February 08, 2024 10:04

On October 7, London teacher Latifa Abouchakra posted an ecstatic video celebrating the Hamas attacks in southern Israel.

She praised the atrocities as a “triumph” and “homecoming”, called Hamas terrorists “armed fighters” and said the hostages were “settlers” and “prisoners of war”.

Despite all that, Labour MP and former shadow chancellor John McDonnell was billed to share a platform and speak alongside her at a Palestine Solidarity Campaign event in Harrow on 20 January (it is unclear if he knew in advance she would be speaking, although they were both advertised).

On 29 May, 1972, a group of Japanese students flew into Tel Aviv’s Lod airport. After collecting their luggage, they pulled out hand grenades and automatic weapons and started shooting indiscriminately. Twenty-six people were murdered and more than 70 were injured.

The Popular Front for the Liberation of Palestine (PFLP) claimed responsibility. They had recruited the terrorists.

After the attack, a photograph emerged that had been taken shortly before the attack of one of the gunmen with Ghassan Kanafani, who was not just one of the leading Palestinian writers of his generation but the PFLP’s spokesman.

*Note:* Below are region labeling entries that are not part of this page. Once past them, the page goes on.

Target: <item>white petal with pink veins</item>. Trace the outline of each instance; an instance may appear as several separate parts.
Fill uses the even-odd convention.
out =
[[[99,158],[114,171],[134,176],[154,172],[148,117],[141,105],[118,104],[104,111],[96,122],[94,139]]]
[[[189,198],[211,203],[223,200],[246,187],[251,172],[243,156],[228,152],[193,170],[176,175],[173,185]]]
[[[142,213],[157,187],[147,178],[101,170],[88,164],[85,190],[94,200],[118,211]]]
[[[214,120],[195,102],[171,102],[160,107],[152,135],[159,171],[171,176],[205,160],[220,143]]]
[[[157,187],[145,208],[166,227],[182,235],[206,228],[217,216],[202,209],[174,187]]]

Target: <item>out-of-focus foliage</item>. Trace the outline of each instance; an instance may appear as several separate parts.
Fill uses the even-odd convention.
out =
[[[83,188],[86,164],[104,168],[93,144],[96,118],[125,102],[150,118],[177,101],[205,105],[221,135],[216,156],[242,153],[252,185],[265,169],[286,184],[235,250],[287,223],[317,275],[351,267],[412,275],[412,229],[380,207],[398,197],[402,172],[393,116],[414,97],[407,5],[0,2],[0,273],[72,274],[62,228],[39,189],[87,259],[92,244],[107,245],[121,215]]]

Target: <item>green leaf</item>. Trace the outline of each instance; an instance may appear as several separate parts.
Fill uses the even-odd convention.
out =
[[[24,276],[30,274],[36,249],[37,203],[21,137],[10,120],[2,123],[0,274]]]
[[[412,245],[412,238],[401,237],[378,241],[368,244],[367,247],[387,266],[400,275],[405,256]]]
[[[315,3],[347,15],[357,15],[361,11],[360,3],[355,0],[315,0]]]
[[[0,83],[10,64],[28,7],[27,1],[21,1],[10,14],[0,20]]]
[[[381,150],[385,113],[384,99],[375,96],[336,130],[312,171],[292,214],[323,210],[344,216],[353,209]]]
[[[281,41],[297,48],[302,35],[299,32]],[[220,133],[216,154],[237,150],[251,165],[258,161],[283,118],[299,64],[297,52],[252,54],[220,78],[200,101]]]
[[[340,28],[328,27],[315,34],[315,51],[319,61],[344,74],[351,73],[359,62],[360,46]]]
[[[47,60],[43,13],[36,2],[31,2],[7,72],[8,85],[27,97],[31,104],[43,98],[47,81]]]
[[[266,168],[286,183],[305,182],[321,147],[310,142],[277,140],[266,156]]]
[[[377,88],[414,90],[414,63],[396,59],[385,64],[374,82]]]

Nonetheless, in January, East London Labour MP Apsana Begum delivered a speech in which she urged an anti-Israel meeting to turn to Kanafani for “hope”. In the same speech, she referred to “the last 75 years of occupation of Palestine”, which suggests that she thinks any Israel at all amounts to “occupation”.

Her colleague, Tahir Ali, MP for Birmingham Hall Green, had to apologise after last week’s Prime Minister’s Questions when he accused Rishi Sunak of having “the blood of thousands of innocent people on his hands” over the Israel-Gaza conflict.

He claimed that “recently released documents reveal that the Foreign Office had serious concerns about Israel’s compliance with international humanitarian law and its ongoing assault on Gaza” but that “this assessment was hidden from Parliament while the Prime Minister boldly stated his confidence in Israel’s respect for international law”.

No one will be surprised to discover that he did not apologise for the claim the information had been “hidden” nor for the demand that Israel’s ability to defend itself be weakened, but merely for the way he had expressed his views.

McDonnell, Begum and Ali are all still Labour MPs and full members of the Parliamentary Party.

Kate Osamor was not so lucky. Labour suspended her for saying Gaza should be remembered as genocide in a post about Holocaust Memorial Day.

Her remarks caused widespread offence, with the Holocaust Educational Trust calling them a “painful insult to survivors of the Holocaust”. Again, her apology was not for the substance of her remarks but but for “any offence caused by my reference to the ongoing humanitarian disaster in Gaza as part of that period of remembrance”.

So far, Sir Keir Starmer has not put a foot wrong since the October 7 atrocities. His support for Israel’s right to defend itself and his refusal to support a ceasefire have been resolute and determined, even in the face of sustained pressure form some in his party.

It would obviously be ludicrous to allow Ms Osamor to stand as a Labour candidate at the forthcoming election because no one would believe she had changed her views. But why have Mr McDonnell, Mr Ali or Ms Begum not also been suspended? At the very least, Mr McDonnell needs to make clear if he knew in advance who he would be speaking with.

It would be in Sir Keir’s interests to ensure all four of them and the rest of the hard-left Socialist Campaign Group of MPs are replaced by mainstream, moderate candidates for the next election.

While the polls point to him becoming prime minister, he is coming from such a long way behind after Corbyn’s 2019 defeat that it would take a record-breaking result to achieve a majority of just one seat.

The prospect of a Labour government with a small majority — or no majority at all — having to negotiate every vote with McDonnell and the rest of them must give Starmer and his whips sleepless nights.

Booting them out now would not just show just how much he has changed Labour, it would give him a more united party after the election. It is the right thing to do as well.